In the previous part of this post – 1249: ropey drums (pt2) I was making up new lengths of rope and repairing the buffs, all preparation to do most of the drums. However I was left with three drums that needed new buffs to be made because I have changed the rope to match all the others in two cases or there were several missing in the third case.
As you would expect, there were also repairs to be made, whilst the drums were in pieces in my workshop.
Flesh hoops had to be made the correct size for the heads to be lapped onto.
But finally, having everything needed and repairs and parts made, I am ready to put new heads on the drums.
The first thing I do is to spray the heads with water to make the skin become soft and pliable. There are a few reasons for doing this, skin (and wood) are hygroscopic which means that they absorb and release moisture. If it is cold and dry, our own skin suffers, if we stay in the bath too long it becomes baggy soft and wrinkly. Therefore we utilise this property to our own advantage.
First of all by wetting the playing surface (but leaving the lapping dry), the strain is taken off the flesh hoop allowing it to flatten. When the head is put on the drum, the skin will mould itself to the profile of the bearing creating a good contact. If this is not done, then the head may buzz in the areas where there is a fraction of a millimeter gap. Lastly, it can be easily stretched, so that when I put it on the drum, I can pull the skin down the sides of the drum and create a collar.

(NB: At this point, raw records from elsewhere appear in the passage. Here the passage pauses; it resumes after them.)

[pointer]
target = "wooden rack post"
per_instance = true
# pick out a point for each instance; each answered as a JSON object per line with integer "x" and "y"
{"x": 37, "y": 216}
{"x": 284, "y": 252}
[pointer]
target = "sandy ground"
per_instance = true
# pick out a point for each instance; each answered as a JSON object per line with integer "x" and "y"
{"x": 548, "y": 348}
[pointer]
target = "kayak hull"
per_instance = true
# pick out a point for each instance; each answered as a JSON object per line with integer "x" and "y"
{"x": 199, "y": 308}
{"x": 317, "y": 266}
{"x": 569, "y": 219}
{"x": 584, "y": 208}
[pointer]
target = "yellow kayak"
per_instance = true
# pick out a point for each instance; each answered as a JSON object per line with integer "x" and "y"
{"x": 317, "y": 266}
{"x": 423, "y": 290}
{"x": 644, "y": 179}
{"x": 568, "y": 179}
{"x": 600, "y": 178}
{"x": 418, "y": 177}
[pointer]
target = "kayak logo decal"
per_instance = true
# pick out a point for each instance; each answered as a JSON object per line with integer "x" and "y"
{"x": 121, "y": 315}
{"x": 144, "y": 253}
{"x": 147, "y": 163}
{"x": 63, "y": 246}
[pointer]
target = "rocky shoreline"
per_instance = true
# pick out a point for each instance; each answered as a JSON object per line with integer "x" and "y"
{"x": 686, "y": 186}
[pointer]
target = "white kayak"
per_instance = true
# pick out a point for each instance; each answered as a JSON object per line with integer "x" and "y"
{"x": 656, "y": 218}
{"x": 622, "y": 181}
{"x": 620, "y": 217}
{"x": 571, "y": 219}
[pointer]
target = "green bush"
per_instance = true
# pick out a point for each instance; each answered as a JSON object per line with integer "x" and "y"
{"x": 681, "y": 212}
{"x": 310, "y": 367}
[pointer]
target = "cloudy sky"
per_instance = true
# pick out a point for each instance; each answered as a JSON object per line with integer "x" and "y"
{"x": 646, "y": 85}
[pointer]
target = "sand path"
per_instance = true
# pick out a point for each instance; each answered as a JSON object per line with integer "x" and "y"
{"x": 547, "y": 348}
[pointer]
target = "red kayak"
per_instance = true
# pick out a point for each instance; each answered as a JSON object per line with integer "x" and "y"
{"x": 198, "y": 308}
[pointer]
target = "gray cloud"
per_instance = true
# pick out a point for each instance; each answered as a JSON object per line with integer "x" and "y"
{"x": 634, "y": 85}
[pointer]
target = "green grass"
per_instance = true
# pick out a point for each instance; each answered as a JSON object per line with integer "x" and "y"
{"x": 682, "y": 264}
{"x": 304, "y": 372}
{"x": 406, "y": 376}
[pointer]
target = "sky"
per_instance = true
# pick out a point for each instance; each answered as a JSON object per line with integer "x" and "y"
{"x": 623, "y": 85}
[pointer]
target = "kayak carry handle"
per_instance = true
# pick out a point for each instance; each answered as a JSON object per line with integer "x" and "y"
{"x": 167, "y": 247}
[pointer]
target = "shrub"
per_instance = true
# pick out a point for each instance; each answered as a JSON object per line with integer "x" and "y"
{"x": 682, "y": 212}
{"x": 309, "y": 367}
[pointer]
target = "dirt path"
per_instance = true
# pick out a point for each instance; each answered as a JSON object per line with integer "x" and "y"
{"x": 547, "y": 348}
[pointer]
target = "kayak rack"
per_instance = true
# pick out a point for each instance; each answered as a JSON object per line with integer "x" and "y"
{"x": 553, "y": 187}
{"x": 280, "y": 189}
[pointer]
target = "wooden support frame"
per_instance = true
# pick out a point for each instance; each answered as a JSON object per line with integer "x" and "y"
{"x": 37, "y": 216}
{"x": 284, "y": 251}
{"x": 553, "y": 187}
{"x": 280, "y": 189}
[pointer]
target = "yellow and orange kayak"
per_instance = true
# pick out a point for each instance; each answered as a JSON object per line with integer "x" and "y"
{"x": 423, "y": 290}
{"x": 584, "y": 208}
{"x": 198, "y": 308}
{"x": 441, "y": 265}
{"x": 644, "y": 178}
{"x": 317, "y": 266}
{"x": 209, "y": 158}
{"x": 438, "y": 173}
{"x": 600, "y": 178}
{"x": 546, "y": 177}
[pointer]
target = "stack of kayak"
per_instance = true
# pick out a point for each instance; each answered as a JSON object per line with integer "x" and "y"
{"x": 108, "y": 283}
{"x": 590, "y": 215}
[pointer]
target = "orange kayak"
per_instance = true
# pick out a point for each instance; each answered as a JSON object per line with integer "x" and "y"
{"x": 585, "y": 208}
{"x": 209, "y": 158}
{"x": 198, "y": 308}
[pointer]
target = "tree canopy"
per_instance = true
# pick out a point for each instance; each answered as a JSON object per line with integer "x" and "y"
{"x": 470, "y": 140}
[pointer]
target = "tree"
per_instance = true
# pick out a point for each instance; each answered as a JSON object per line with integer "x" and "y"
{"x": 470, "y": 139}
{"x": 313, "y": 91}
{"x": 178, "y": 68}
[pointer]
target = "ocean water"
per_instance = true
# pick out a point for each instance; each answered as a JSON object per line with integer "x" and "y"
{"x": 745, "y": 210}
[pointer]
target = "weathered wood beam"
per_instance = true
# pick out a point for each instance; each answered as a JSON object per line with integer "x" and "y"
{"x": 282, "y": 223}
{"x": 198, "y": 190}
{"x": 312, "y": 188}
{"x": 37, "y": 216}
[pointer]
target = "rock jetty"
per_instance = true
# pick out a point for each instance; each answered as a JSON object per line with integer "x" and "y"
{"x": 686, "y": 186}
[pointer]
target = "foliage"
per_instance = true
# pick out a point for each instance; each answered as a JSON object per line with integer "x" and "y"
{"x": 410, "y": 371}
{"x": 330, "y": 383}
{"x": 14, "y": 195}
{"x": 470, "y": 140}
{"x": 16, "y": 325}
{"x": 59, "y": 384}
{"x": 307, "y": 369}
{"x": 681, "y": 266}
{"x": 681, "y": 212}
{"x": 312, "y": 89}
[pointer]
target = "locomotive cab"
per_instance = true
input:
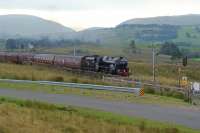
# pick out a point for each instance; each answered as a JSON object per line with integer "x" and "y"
{"x": 122, "y": 67}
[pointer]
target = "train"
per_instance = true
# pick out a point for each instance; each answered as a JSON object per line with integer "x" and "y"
{"x": 94, "y": 63}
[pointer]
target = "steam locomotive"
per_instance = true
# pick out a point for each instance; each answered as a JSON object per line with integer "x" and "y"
{"x": 96, "y": 63}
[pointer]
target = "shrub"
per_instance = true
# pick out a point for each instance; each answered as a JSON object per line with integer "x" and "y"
{"x": 74, "y": 80}
{"x": 57, "y": 79}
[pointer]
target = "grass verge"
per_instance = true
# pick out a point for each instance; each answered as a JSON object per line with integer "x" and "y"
{"x": 30, "y": 116}
{"x": 107, "y": 95}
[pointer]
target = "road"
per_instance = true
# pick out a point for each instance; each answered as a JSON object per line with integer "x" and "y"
{"x": 186, "y": 117}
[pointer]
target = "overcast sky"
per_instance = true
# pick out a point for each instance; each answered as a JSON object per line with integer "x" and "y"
{"x": 80, "y": 14}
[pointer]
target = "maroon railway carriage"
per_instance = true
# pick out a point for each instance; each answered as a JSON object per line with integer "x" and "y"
{"x": 104, "y": 64}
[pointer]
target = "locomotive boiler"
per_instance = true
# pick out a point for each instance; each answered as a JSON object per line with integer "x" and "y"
{"x": 95, "y": 63}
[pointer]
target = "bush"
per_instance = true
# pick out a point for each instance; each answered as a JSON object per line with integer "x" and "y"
{"x": 74, "y": 80}
{"x": 57, "y": 79}
{"x": 149, "y": 90}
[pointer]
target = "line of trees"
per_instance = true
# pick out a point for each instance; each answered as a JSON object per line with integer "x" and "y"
{"x": 41, "y": 43}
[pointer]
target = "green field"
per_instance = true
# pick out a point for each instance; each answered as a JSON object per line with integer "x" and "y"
{"x": 99, "y": 94}
{"x": 35, "y": 117}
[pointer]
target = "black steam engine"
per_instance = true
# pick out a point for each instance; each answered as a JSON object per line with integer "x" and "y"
{"x": 96, "y": 63}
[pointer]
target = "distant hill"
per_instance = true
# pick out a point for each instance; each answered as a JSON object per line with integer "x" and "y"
{"x": 185, "y": 28}
{"x": 29, "y": 26}
{"x": 182, "y": 20}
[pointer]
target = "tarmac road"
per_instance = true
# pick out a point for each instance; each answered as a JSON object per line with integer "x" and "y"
{"x": 181, "y": 116}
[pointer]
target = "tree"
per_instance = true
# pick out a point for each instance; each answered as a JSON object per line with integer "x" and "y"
{"x": 169, "y": 48}
{"x": 133, "y": 46}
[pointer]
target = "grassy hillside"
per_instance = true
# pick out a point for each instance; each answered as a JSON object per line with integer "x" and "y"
{"x": 35, "y": 117}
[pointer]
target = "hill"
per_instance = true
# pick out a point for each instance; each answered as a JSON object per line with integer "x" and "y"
{"x": 29, "y": 26}
{"x": 183, "y": 20}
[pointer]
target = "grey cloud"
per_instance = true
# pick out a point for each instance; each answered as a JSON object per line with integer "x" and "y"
{"x": 64, "y": 4}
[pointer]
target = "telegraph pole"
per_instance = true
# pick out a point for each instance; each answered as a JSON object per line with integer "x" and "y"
{"x": 153, "y": 62}
{"x": 74, "y": 51}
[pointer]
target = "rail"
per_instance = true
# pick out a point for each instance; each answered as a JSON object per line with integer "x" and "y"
{"x": 137, "y": 91}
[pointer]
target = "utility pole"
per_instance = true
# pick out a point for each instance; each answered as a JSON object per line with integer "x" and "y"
{"x": 153, "y": 62}
{"x": 74, "y": 51}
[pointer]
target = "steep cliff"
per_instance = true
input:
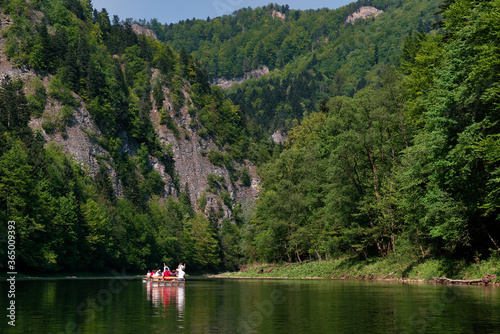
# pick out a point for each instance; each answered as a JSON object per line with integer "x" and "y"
{"x": 80, "y": 138}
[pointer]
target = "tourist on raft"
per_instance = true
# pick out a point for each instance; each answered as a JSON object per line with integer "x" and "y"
{"x": 181, "y": 272}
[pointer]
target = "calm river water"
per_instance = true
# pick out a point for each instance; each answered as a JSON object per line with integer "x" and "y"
{"x": 250, "y": 306}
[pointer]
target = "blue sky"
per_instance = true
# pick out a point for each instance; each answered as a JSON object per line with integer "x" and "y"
{"x": 172, "y": 11}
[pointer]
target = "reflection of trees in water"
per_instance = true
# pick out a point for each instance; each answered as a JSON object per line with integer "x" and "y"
{"x": 164, "y": 296}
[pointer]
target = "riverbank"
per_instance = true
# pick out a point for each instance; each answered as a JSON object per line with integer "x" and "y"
{"x": 378, "y": 269}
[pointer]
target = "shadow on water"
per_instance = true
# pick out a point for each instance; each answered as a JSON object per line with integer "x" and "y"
{"x": 251, "y": 306}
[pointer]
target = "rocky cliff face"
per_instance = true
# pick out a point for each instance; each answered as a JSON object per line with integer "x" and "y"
{"x": 254, "y": 74}
{"x": 80, "y": 140}
{"x": 363, "y": 13}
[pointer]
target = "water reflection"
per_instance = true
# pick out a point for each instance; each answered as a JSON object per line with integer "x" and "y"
{"x": 166, "y": 296}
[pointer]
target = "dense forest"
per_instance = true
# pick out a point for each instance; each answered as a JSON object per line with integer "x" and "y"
{"x": 393, "y": 142}
{"x": 68, "y": 220}
{"x": 408, "y": 165}
{"x": 312, "y": 54}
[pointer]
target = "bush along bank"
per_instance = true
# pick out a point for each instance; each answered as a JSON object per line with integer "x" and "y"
{"x": 430, "y": 270}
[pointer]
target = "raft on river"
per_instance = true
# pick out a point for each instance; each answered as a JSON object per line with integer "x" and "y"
{"x": 165, "y": 279}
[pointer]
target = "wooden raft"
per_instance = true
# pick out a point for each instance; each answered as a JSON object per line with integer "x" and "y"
{"x": 165, "y": 279}
{"x": 482, "y": 281}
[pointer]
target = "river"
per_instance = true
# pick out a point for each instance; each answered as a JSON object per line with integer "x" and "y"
{"x": 250, "y": 306}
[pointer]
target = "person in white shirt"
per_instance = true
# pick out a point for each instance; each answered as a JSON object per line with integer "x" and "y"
{"x": 181, "y": 272}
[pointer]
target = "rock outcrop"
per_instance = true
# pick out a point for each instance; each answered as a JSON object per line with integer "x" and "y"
{"x": 363, "y": 13}
{"x": 254, "y": 74}
{"x": 80, "y": 140}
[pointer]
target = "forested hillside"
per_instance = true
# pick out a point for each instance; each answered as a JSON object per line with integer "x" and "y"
{"x": 312, "y": 54}
{"x": 406, "y": 167}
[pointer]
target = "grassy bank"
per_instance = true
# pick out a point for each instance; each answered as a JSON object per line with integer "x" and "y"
{"x": 378, "y": 268}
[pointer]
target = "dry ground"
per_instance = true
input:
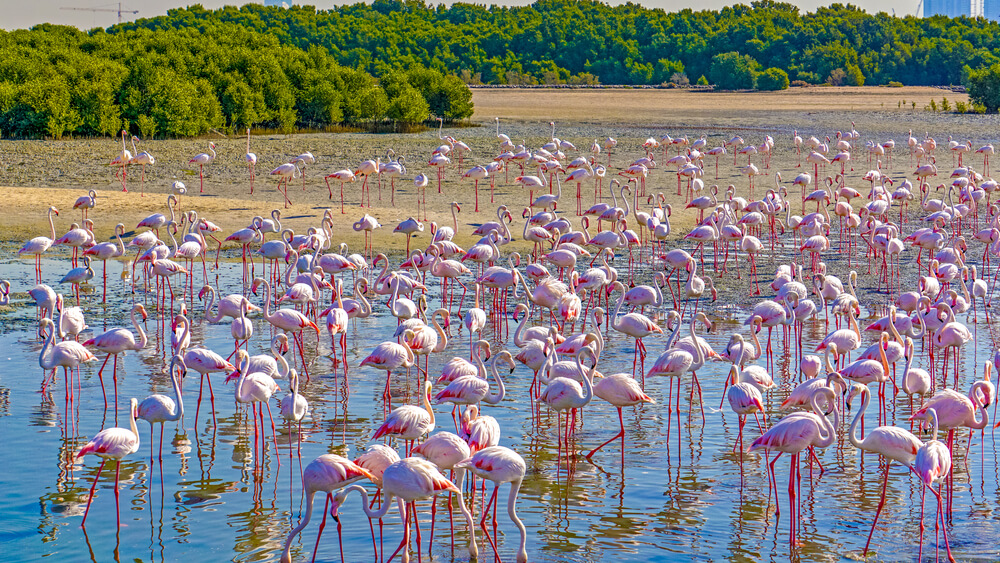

However, in use, the hygroscopic nature of the skin can be a problem, well judging on what I see coming in for repair, it is a problem. Therefore I have written a post in the Every Percussionist Should Know… series called: …How to look after vellum heads.
Whilst the drum heads are softening, I prepare the bearing edge by lightly sanding it so that all the dirt and proud wood fibres are removed. I want a nice smooth surface for the head to slide over when it is being tuned. To further help the head slide, and to prevent it from sticking to the wood (the proteins in skin make exceptionally strong adhesives) I lubricate/seal the surface with tallow.
Now it is just a case of threading the long bit of rope through the counter hoops and buffs, and tightening it up.
The drum above is the shell that I painted to make it look, “as natural as possible,” as was the remit. It has new rope and the new buffs I made above. To remind yo what it looked like I shall end with a before after picture.